When you read Blue and Other Stories (Tulika Publishers), read it twice. Once for the stories that unfold in Suniti Namjoshi’s minimalist writings, and then for the stories that unfold through Nilima Sheikh’s ethereal illustrations. This is not to say that the stories are different; the two are largely complementary and conspire to create a composite effect. But in the swim of the stories, it is easy to lose track of the book’s luminous art.

A graduate of Faculty of Fine Arts, Baroda, Nilima has shown her work extensively, in India and abroad, since her first solo exhibition in New Delhi in 1983. It draws richly from various Indian traditions, and refers frequently to historical and literary texts.

The roots of this particular collaboration lie in a creative writing workshop organised by Tulika, and conducted by Suniti Namjoshi. This is not her first illustrated book, however. “I worked on a project for Anveshi, a Hyderabad based collective, which intended to reach the kind of children who do not have the luxury of reading.” Her illustration was for a story translated from Telugu.
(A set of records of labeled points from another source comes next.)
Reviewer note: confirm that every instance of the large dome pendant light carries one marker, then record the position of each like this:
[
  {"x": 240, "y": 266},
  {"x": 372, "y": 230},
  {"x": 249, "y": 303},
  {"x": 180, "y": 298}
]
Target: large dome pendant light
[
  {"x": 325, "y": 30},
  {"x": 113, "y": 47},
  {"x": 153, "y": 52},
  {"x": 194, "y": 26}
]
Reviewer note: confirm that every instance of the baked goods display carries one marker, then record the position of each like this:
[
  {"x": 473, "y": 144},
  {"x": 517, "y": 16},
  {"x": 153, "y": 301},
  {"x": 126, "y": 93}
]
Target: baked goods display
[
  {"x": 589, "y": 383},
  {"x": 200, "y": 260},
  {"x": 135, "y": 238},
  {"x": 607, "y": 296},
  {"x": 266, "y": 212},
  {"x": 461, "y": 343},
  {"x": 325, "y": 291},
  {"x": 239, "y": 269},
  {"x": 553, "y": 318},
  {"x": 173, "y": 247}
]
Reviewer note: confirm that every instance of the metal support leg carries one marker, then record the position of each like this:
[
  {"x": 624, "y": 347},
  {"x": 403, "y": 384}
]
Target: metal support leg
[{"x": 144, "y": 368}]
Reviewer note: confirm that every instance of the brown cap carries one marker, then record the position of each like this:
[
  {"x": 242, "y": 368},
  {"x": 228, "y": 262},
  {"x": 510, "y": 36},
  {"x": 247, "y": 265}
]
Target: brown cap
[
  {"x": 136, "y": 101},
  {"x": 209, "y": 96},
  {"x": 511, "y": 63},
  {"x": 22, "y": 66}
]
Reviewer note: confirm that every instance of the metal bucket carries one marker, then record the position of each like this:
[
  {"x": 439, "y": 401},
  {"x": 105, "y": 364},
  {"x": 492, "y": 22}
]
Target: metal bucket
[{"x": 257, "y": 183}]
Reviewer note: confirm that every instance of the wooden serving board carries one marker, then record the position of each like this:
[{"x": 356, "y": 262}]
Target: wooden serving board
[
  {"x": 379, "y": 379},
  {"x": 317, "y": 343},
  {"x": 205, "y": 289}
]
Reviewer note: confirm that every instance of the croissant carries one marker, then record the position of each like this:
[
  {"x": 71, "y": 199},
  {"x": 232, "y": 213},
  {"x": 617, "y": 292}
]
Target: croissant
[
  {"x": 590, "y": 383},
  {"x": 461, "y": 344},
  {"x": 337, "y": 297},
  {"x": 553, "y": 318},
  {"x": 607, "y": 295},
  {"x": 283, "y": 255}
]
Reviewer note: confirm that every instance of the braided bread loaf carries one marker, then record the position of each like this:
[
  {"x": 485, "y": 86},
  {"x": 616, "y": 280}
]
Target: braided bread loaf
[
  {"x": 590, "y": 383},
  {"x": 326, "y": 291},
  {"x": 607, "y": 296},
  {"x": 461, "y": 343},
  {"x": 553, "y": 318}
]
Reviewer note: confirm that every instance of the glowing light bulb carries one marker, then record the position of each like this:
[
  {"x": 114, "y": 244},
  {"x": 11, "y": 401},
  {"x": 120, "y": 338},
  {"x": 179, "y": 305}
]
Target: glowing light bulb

Prior to this, Nilima had illustrated Jataka stories.

Apart from this, text has entered Nilima’s work in different ways and contexts. In “When Champa Grew UP”, a series of 12 paintings from 1984, each depicting an episode in the life of a young girl who has an arranged marriage and is then murdered by her in-laws, text appears in the form of verses from various Indian songs.

“The process was reversed. I did paintings first and then I found songs that more or less illustrated what I had painted. So I interspersed them with my painting…When they come together, text and image share things rather than overlapping or invading each other,” she says.

One also recalls her series of illustrations of Agha Shahid Ali’s poems, “The Country Without A Post Office - Reading Agha Shahid Ali”. Is there a difference in illustrating poetry and children’s stories?

“I think they are very different. I have to confess that it took me a little while to find the right tenor to approach the work. I didn’t want to make it overly layered. It’s nice to have some layering for children because they see more than you think they do…”

The art of the book is marked by a use of unbroken lines and of familiar colours in an unfamiliar way. The former is a product of the unique brush Nilima uses, fashioned out of squirrel hair. “It has an ability to hold paint and release it very gradually. That accounts for the very fine line that a miniaturist can do. I can use the line continuously without breaking and dipping it in paint.”

As an artist whose work has embraced several spaces and surfaces, how would she like children to encounter her art first – in a book or in a gallery?

“The book form definitely reaches more children…I’ve always been interested in the idea of children looking at my art. A lot of my early art — my children were growing up at the time — I used to think of it as a way for them to see the world. I was interested in the notion that they look at paintings and identify the world they are familiar with. I think that translated into my work with book illustrations, whenever I have done them.”